Regulation of the Na/Ca Exchanger
There is a growing body of evidence for a functional association of PLM and the cardiac Na/Ca exchanger protein (NCX). Central to this is the work from the laboratory of Joseph Cheung. NCX is a membrane-bound protein catalyzing the trans-sarcolemmal transport of three Na ions in exchange for one Ca ion. This process is driven by the energy of the prevailing Na gradient. Unlike the regulation of NKA, PLM phosphorylation at Ser68 has been reported to inhibit the cardiac Na/Ca exchanger (NCX1) (see Cheung et al. 2010 for review). In 2002, the Cheung group first reported that PLM modulates NCX1 activity in adult rat ventricular myocytes (Zhang et al. 2003). In this study, PLM was overexpressed using adenovirus-mediated gene transfer; NCX1 activity was assessed by measuring the half-time of relaxation from caffeine-induced contracture (a surrogate marker of forward NCX1 activity) and by electrophysiological measurements on the reverse-mode NCX1 current (3 Na out:1 Ca in). Their results showed that PLM overexpression resulted in a prolonged half-time of relaxation to caffeine with a significantly reduced NCX1 current, suggesting inhibition of Na/Ca exchange. A subsequent report where PLM was downregulated showed the opposite effect to PLM overexpression (i.e., stimulation of NCX1) (Mirza et al. 2004). Because PLM appears to inhibit both the influx and efflux of Ca by NCX1, the change in intracellular Na (secondary to changes in Na/K pump activity via PLM) cannot account for these findings (Garty and Karlish 2006). Furthermore, Zhang et al. (2003) showed that PLM and NCX1 colocalize at the plasma membrane and transverse-tubule using confocal microscopy. However, no interaction can be detected between PLM and NCX1 when assessed using FRET (Bossuyt et al. 2006).

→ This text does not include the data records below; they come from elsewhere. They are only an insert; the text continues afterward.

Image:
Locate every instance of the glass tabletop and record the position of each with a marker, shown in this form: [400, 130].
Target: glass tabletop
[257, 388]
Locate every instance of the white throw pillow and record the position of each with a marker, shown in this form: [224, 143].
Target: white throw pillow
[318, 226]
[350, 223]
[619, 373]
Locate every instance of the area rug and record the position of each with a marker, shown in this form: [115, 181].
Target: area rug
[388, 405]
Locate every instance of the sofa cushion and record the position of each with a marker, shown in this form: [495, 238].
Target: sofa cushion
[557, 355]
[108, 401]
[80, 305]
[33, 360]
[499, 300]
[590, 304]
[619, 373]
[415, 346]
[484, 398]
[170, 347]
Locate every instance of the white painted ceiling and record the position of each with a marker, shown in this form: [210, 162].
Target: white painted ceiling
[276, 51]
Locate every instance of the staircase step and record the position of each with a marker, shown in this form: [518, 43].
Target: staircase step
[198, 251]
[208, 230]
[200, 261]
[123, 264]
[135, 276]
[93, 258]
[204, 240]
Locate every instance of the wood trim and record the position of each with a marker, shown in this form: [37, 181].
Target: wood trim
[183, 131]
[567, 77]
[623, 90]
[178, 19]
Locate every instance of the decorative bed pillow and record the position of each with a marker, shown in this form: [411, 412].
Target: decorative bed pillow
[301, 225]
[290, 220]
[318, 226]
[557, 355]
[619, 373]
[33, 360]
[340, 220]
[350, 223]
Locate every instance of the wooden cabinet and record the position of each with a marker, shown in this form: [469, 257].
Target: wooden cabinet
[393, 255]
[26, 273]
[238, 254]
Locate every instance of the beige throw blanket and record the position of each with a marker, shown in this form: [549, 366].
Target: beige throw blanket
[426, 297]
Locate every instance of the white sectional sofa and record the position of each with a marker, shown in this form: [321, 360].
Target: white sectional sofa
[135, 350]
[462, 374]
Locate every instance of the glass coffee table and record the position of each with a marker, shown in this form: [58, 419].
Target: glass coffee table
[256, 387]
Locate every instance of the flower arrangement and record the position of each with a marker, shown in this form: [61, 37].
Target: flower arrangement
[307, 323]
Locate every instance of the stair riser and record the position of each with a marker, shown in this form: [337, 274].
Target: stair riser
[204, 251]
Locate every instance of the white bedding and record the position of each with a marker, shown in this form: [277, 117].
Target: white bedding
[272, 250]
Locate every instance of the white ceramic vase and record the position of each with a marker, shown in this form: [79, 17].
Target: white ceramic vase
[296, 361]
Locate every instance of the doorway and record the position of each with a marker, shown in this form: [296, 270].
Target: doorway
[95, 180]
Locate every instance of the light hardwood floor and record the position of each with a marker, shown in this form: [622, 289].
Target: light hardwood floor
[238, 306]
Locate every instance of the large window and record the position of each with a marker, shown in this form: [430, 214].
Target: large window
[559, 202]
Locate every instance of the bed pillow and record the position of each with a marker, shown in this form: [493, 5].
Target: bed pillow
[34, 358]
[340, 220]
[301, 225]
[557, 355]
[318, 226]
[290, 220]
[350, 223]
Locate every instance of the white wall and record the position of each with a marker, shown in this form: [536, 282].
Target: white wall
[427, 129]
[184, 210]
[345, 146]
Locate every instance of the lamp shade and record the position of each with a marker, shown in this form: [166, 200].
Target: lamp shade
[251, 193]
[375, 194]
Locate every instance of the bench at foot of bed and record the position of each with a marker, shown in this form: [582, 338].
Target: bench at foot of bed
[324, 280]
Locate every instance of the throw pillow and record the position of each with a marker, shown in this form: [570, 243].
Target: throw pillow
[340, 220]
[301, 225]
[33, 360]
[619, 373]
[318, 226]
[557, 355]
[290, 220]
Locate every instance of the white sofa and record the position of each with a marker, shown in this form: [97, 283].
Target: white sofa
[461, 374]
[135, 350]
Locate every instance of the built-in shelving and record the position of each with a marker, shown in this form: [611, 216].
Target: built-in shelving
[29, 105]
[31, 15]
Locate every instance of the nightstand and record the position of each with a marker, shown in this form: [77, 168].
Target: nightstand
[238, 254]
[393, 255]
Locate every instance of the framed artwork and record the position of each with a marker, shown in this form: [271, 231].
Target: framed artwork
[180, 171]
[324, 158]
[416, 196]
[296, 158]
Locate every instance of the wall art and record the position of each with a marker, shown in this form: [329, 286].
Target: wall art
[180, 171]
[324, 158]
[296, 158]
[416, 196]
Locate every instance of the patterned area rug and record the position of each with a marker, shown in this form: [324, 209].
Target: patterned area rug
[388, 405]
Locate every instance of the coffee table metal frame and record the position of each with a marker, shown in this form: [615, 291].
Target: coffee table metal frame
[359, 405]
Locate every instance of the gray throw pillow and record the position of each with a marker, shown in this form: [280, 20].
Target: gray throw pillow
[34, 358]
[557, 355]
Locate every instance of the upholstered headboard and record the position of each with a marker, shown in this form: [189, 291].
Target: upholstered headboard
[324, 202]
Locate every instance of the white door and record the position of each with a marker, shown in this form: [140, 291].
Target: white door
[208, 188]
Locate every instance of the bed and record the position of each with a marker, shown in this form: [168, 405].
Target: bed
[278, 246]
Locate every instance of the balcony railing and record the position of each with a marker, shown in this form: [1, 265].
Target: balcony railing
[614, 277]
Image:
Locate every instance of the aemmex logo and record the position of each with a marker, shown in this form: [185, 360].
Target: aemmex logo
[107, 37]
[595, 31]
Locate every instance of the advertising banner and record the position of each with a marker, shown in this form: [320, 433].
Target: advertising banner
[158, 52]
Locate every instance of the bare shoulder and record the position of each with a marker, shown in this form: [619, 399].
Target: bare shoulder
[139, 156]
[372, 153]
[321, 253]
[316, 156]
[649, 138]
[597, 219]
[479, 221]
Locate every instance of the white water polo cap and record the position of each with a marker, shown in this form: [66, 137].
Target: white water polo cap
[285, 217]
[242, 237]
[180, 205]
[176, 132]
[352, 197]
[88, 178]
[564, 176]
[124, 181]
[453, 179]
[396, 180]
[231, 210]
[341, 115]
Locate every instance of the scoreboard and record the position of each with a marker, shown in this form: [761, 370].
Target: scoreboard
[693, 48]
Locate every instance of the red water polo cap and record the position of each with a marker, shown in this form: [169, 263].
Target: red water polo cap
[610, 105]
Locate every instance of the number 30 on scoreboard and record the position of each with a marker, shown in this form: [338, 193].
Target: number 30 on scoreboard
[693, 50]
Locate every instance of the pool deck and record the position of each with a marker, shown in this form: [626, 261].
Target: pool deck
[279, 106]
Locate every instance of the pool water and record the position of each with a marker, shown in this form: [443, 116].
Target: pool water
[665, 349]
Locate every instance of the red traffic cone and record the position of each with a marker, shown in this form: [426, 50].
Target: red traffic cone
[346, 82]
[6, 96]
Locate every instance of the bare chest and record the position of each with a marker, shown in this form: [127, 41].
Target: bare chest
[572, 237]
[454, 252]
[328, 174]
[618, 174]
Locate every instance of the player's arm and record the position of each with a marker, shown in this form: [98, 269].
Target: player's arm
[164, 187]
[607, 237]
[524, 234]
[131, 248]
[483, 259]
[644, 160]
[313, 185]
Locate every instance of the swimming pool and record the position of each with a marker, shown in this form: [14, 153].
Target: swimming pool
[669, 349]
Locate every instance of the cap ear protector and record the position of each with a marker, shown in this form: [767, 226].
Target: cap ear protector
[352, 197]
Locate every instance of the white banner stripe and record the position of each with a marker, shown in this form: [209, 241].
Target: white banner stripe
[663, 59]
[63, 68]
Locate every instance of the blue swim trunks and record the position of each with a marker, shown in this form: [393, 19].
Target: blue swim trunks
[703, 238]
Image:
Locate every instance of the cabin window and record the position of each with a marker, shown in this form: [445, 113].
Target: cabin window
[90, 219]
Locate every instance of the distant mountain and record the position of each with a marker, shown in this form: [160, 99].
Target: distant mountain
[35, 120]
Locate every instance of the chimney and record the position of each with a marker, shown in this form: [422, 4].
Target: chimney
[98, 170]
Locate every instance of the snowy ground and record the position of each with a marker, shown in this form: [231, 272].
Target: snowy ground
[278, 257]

Regulation of the L-Type Ca Channel
A small number of reports have suggested that overexpressed PLM may modulate cardiac L-type Ca channel (LTCC) activity. The LTCC is a voltage-gated Ca channel, which in the heart, opens upon membrane depolarization resulting in an inward Ca current (I Ca,L ) and a subsequent increase in intracellular Ca. This Ca influx is a critical step in initiating cardiac contraction by triggering the release of a larger amount of Ca from intracellular stores via the process of calcium-induced calcium-release. The first report of a potential role for PLM in regulating LTCC activity came from the laboratory of Blaise Peterson in 2010 (Wang et al. 2010), with a more recent collaborative study published between Blaise Peterson and Joseph Cheung (Zhang et al. 2015). Wang et al. (2010) found that Cav1.2 channels (L-type Ca channel) coimmunoprecipitated with PLM from guinea pig ventricular myocytes. Furthermore, in transfected HEK293 cells, PLM was found to modulate a number of important gating processes of Cav1.2 channels but not Cav2.1 (P/Q-type) or Cav2.2 (N-type) channels. For example, co-expression of PLM with Cav2.1 slowed deactivation of this Ca channel in a time- and voltage-dependent manner. This, potentially, could result in greater Ca entry during the repolarization phase of the cardiac action potential (Wang et al. 2010). Further work will be required to confirm and characterize any interaction between PLM and L-type Ca channels.
PLM Regulation in Disease
There is a large body of literature investigating the regulation of PLM in disease, specifically of that in the heart. Despa and colleagues demonstrated in 2008 that during β-adrenergic receptor (β-AR) stimulation, PLM phosphorylation at Ser68 leads to increased Na/K pump activity and thereby attenuates Na channel-mediated Na overload. In PLM knockout (PLMKO) isolated cardiac myocytes, absence of this intracellular Na regulatory mechanism leads to Ca overload and thus an increased propensity for spontaneous Ca transients and contractions (Despa et al. 2008). Thus, PLM acts to protect the heart from Ca overload and triggered arrhythmias by preventing Na overload. Of note are the observations that PLM Ser68 phosphorylation is reduced in mouse models of heart failure (Boguslavskyi et al. 2014) as well as in human heart failure (El-Armouche et al. 2011).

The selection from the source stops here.